Como lembrança e dica de um livro fundamental para a compreensão do mistério histórico, político, social, filosófico e existencial que é a Rússia, Luciana Villas Boas oferece a Frase Sublinhada em “Imperium” (Companhia das Letras), do jornalista polonês, falecido em 2007 aos 74 anos, Ryszard Kapucinski. Ela faz uma nova apresentação do autor, que em meados dos anos 90, com sua obra publicada pela Companhia, era conhecido por todos que fossem minimamente leitores, mas agora parece bastante esquecido:
“Um dos maiores nomes do jornalismo literário do século XX, chamado de ‘Maestro’ por Gabriel García Márquez e Luís Sepúlveda, Kapucinsky, depois de cobrir e publicar livros sobre o processo de descolonização da África e os movimentos sociais latino-americanos, encerrou sua obra retornando a seu grande tema: as trágicas relações da Rússia com seus vizinhos, fenômeno que lhe era íntimo desde a infância em Pinsk (hoje Bielorrúsia, na época, Polônia), de quando lembrava dos soldados soviéticos marchando e maltratando moradores na cidade e das mães dizendo às crianças: ‘se desobedecer, vai para a Sibéria’, expressão absoluta do mal e da dor. “Imperium”, finalizado enquanto desmoronava o império soviético, retoma os contatos do autor com as regiões diretamente afetadas pelo domínio e controle russos, e ainda com Moscou e o Kremlin, a Sibéria e várias cidades, reportagens realizadas em diferentes épocas, sempre misturando a apuração factual e a descrição detalhada dos acontecimentos – a fim de chegar a seu sentido histórico mais profundo – com a mais vasta leitura e erudição sobre os lugares e os povos investigados.
É o livro mais seminal sobre a essência da Rússia já traduzido para o português, e fica difícil escolher um trecho sublinhado entre tantos, seja pela iluminação que as passagens proporcionam, seja pela beleza de suas frases, pois Kapucinsky elevou a reportagem a gênero artístico-literário. Infelizmente, a tradução da obra está longe de ideal, mas ainda assim pode-se ver a força de sua linguagem.

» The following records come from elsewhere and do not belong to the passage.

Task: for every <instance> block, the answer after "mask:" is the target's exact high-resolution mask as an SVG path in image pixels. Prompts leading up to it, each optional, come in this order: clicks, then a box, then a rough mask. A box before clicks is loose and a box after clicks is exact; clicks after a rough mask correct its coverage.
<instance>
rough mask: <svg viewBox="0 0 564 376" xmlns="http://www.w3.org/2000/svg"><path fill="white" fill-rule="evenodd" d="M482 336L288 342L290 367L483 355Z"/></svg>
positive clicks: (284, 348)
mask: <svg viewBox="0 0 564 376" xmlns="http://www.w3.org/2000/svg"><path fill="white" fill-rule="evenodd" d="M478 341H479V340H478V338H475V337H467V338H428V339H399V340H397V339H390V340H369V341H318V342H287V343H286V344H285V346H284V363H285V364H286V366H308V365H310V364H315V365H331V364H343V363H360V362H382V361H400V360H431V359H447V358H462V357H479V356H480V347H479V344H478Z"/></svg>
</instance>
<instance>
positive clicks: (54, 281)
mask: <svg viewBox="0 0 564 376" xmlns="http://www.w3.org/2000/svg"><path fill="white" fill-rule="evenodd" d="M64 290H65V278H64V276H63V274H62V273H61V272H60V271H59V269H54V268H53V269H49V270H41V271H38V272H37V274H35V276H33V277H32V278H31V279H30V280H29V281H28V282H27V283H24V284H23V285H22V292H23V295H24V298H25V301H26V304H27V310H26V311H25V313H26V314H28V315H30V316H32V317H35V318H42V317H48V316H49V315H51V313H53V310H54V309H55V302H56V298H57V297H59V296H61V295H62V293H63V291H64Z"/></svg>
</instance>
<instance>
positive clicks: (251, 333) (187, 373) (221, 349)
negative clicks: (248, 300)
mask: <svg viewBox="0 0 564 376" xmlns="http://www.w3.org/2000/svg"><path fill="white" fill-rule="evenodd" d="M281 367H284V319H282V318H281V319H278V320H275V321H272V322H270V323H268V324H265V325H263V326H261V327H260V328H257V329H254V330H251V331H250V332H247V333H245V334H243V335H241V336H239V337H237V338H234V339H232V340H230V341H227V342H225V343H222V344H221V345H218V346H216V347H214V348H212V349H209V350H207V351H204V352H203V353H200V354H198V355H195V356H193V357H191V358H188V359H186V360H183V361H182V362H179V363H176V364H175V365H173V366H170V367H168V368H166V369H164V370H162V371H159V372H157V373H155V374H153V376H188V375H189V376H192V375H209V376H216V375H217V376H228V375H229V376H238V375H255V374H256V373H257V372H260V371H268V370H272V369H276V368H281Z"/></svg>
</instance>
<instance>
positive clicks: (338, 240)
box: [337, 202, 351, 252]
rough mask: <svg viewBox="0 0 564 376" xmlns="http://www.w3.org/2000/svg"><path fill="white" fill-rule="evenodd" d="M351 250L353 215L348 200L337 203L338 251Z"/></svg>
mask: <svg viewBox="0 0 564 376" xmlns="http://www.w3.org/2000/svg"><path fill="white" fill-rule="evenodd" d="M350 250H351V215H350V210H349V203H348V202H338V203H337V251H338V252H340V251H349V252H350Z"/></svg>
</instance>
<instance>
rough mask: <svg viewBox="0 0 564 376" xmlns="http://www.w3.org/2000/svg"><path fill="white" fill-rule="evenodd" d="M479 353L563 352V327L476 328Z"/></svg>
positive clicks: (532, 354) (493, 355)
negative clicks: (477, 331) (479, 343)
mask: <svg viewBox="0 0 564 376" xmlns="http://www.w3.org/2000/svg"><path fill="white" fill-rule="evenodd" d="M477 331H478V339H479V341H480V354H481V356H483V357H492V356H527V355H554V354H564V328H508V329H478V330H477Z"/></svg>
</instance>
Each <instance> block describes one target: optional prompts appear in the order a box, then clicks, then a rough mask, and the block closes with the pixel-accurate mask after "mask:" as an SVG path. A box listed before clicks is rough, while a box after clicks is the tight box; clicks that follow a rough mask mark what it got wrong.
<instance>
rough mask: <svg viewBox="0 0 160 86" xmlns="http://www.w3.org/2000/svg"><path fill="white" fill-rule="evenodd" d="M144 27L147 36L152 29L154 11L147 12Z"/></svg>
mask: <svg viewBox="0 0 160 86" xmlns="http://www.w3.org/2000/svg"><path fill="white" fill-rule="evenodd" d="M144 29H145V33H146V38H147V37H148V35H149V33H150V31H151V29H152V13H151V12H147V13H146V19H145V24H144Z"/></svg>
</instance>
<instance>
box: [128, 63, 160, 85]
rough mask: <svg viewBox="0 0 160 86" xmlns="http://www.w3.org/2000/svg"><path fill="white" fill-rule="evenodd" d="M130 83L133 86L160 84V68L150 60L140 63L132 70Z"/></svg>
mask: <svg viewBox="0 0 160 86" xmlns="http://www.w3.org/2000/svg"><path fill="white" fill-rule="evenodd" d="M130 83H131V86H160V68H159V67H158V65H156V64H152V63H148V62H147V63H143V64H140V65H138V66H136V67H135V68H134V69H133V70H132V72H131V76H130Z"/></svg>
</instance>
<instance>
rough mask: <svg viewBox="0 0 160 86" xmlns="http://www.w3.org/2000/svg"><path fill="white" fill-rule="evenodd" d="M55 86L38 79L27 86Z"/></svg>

Na época do lançamento no Brasil, em 1994, tive a honra de entrevistar o autor por telefone para o caderno literário Ideias, do JB, mas para minha tristeza não encontro mais essa matéria. Homenageio o Maestro reproduzindo aqui um parágrafo de Imperium, entre tantos possíveis, que mostra como ele transitava maravilhosamente entre o fato histórico, a literatura e a natureza filosófica da experiência humana. O parágrafo, ligeiramente corrigido de modo a evitar equívoco de compreensão a partir de uma crase errada em “dêem à Foma Opiskina”, abre fazendo referência a uma conversa entre o autor e sua vizinha de assento num voo, já em era pós-soviética, em que a mulher começa a narrar para ele os tormentos sádicos que seu filho está sofrendo no exército – a “diedovchtchina”, padrão de tratamento degradante dispensado aos recrutas pelos oficiais subalternos e soldados veteranos. Outro mistério para mim é por que esse livro, tão importante para o entendimento de Putin e das ações russas na Ucrânia, está fora de catálogo e só o conseguimos comprar na Estante Virtual.”
“Minha vizinha no avião fala-me sobre os tormentos do filho recruta, sussurrando em meu ouvido: trai, portanto, os segredos do grande exército. Não sei se terá lido o estudo de Michailovski sobre Dostoievski, um grande e antigo texto, escrito em 1882. Michailovski foi um ensaísta russo, um pensador. Desprezava Dostoievski, chamava-o de ‘talento cruel’, mas ao mesmo tempo admirava-lhe a sagacidade, o gênio. Segundo Michailovski, Dostoievski descobriu no ser humano uma característica terrível – a crueldade gratuita – pois no homem existe uma propensão, a de causar sofrimento aos seus semelhantes sem qualquer razão ou objetivo. Um indivíduo atormenta o outro sem nenhum motivo, tão-somente porque atormentá-lo lhe proporciona um prazer inconfessável. Essa característica (a crueldade gratuita), associada ao poder e à soberba, deu à luz a tirania mais brutal do mundo. Dostoievski fez essa descoberta, ressalta Michailovski, no conto ‘A aldeia de Stepantchikovo e seus moradores’, onde descreve uma pequena e provinciana cratura: Foma Opiskina, algoz, monstro e tirano. ‘Dêem a Foma Opiskina o poder de Ivã, o Terrível, ou de Nero’, escreve Michailovski, ‘e não ficará nada a dever a eles e surpreenderá o mundo com seus crimes.’ Mais de meio século antes da consolidação de Stalin no Kremlin e da ascensão de Hitler, Dostoievski, com profética intuição, detectou na figura de Foma Opiskina um precursor desses dois tiranos.”